Multitask Efficiencies in the Decision Tree Model

TL;DR

This paper investigates how the joint complexity of multiple functions evaluated on a common input behaves in the decision tree model, revealing that the obvious constraints are essentially the only possibilities, and introduces a new cryptographic data structure called 'mystery bin' to support this analysis.

Contribution

It demonstrates that in the decision tree model, the joint complexity constraints are nearly complete and introduces the 'mystery bin' data structure using cryptographic techniques.

Findings

Joint complexity constraints are essentially the only constraints in the decision tree model.

Introduces the 'mystery bin' cryptographic data structure for complexity analysis.

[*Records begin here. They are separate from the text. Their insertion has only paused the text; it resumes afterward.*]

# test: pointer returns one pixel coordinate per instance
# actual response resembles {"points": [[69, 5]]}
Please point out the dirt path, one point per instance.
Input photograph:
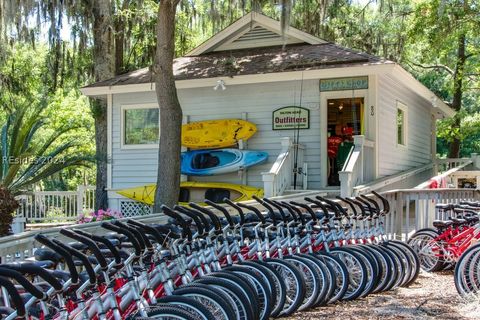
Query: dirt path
{"points": [[433, 296]]}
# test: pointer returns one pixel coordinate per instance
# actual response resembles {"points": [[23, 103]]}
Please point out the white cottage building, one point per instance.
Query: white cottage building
{"points": [[244, 72]]}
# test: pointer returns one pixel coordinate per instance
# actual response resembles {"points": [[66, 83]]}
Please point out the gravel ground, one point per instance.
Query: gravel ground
{"points": [[432, 296]]}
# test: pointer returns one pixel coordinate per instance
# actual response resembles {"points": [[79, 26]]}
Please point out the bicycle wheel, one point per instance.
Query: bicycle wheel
{"points": [[357, 271], [237, 297], [466, 274], [370, 261], [212, 298], [404, 266], [167, 312], [294, 284], [279, 292], [385, 267], [413, 258], [341, 276], [192, 306], [326, 287], [311, 277], [244, 285], [428, 250], [261, 289], [390, 275]]}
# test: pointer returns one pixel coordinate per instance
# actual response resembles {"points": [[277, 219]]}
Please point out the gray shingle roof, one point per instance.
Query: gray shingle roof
{"points": [[253, 61]]}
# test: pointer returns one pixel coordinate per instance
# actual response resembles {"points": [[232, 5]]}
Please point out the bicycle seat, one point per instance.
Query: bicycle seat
{"points": [[61, 275], [457, 221], [43, 254], [444, 206], [78, 245], [440, 224], [472, 219], [46, 264]]}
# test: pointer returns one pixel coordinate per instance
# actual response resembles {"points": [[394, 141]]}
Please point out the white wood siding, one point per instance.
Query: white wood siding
{"points": [[393, 158], [137, 167]]}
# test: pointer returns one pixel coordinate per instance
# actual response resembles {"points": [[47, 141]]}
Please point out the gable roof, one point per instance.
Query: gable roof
{"points": [[296, 57], [253, 30]]}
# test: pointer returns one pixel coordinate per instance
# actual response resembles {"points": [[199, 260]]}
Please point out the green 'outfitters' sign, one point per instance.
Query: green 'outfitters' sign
{"points": [[292, 117], [338, 84]]}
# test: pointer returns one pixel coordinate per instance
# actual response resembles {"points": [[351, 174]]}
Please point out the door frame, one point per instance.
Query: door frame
{"points": [[367, 123]]}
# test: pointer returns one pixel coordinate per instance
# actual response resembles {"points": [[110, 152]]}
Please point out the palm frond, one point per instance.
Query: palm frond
{"points": [[52, 168], [40, 161], [4, 141]]}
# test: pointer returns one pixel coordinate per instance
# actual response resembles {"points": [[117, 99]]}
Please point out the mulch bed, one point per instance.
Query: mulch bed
{"points": [[432, 296]]}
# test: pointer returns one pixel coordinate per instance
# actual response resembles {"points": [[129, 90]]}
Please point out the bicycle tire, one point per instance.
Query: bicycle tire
{"points": [[261, 289], [192, 306], [213, 298], [238, 298], [278, 285], [296, 284]]}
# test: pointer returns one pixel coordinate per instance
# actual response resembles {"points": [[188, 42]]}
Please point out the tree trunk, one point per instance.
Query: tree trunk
{"points": [[454, 149], [120, 24], [168, 175], [104, 68]]}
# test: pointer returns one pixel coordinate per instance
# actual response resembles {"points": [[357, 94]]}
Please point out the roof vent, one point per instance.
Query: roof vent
{"points": [[258, 33]]}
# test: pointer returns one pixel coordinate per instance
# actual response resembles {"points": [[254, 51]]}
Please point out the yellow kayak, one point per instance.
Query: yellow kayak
{"points": [[216, 133], [193, 191]]}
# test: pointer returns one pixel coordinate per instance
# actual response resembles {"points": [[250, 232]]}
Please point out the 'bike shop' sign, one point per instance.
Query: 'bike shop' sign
{"points": [[289, 118]]}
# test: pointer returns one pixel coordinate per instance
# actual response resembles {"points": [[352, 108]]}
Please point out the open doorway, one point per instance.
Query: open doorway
{"points": [[345, 120]]}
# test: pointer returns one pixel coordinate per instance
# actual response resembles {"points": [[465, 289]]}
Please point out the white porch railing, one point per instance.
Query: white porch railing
{"points": [[447, 167], [359, 167], [413, 209], [280, 176], [23, 245], [448, 164], [55, 206]]}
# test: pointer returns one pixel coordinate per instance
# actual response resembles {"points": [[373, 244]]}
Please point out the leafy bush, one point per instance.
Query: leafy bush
{"points": [[8, 204], [100, 215]]}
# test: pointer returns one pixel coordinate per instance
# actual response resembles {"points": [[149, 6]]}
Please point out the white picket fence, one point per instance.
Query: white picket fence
{"points": [[55, 206]]}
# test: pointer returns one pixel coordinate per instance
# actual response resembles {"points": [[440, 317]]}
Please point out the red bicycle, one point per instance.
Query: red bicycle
{"points": [[442, 246]]}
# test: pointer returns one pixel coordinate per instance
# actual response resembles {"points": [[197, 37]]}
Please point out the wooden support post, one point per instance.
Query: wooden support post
{"points": [[185, 120]]}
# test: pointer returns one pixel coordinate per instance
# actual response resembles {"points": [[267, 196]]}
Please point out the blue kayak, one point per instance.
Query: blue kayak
{"points": [[219, 161]]}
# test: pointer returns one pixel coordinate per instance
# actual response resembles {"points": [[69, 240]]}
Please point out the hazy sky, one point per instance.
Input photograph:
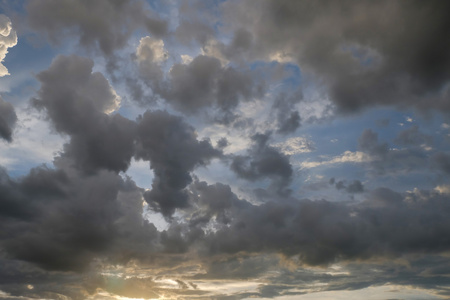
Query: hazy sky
{"points": [[224, 150]]}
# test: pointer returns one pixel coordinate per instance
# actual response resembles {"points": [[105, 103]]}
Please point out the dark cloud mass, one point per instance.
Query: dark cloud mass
{"points": [[8, 119], [103, 24], [367, 53], [173, 150], [262, 162], [77, 101]]}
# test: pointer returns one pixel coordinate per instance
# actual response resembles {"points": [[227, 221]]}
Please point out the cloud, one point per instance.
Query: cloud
{"points": [[362, 59], [346, 157], [101, 24], [8, 119], [8, 39], [295, 145], [173, 150], [61, 220], [151, 49], [78, 102], [203, 83], [322, 232], [263, 162]]}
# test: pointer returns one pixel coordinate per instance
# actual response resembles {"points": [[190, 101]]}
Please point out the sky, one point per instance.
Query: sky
{"points": [[225, 150]]}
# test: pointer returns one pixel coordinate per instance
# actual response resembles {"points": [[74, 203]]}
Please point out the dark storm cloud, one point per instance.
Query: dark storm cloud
{"points": [[321, 232], [203, 83], [173, 150], [213, 201], [413, 137], [76, 101], [60, 220], [389, 161], [191, 31], [103, 24], [441, 161], [263, 162], [354, 187], [401, 58], [8, 119]]}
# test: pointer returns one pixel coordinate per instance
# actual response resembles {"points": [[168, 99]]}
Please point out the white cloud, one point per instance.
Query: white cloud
{"points": [[151, 49], [8, 39], [346, 157], [443, 189], [295, 145], [186, 59]]}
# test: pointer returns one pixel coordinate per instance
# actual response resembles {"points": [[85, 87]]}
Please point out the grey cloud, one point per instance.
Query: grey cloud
{"points": [[321, 232], [215, 201], [60, 220], [262, 162], [355, 187], [202, 83], [173, 150], [364, 60], [190, 31], [288, 117], [413, 137], [387, 161], [77, 101], [8, 119], [103, 24], [441, 160]]}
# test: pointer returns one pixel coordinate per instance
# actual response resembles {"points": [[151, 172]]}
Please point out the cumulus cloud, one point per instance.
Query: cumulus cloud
{"points": [[346, 157], [173, 150], [264, 162], [77, 102], [8, 119], [363, 59], [8, 39], [203, 83], [103, 24], [151, 49]]}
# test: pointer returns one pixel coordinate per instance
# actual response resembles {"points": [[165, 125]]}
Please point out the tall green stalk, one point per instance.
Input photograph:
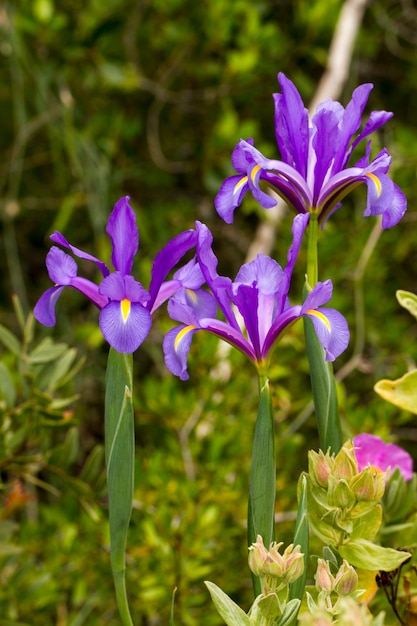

Connects the results to the Direct Sum Conjecture and potential extensions to communication models.

Abstract

In Direct Sum problems [KRW], one tries to show that for a given computational model, the complexity of computing a collection of finite functions on independent inputs is approximately the sum of their individual complexities. In this paper, by contrast, we study the diversity of ways in which the joint computational complexity can behave when all the functions are evaluated on a common input. We focus on the deterministic decision tree model, with depth as the complexity measure; in this model we prove a result to the effect that the 'obvious' constraints on joint computational complexity are essentially the only ones. The proof uses an intriguing new type of cryptographic data structure called a `mystery bin' which we construct using a small polynomial separation between deterministic and unambiguous query complexity shown by Savicky. We also pose a variant of the Direct Sum Conjecture of [KRW] which, if proved for a single family of functions, could yield an analogous result for models such as the communication model.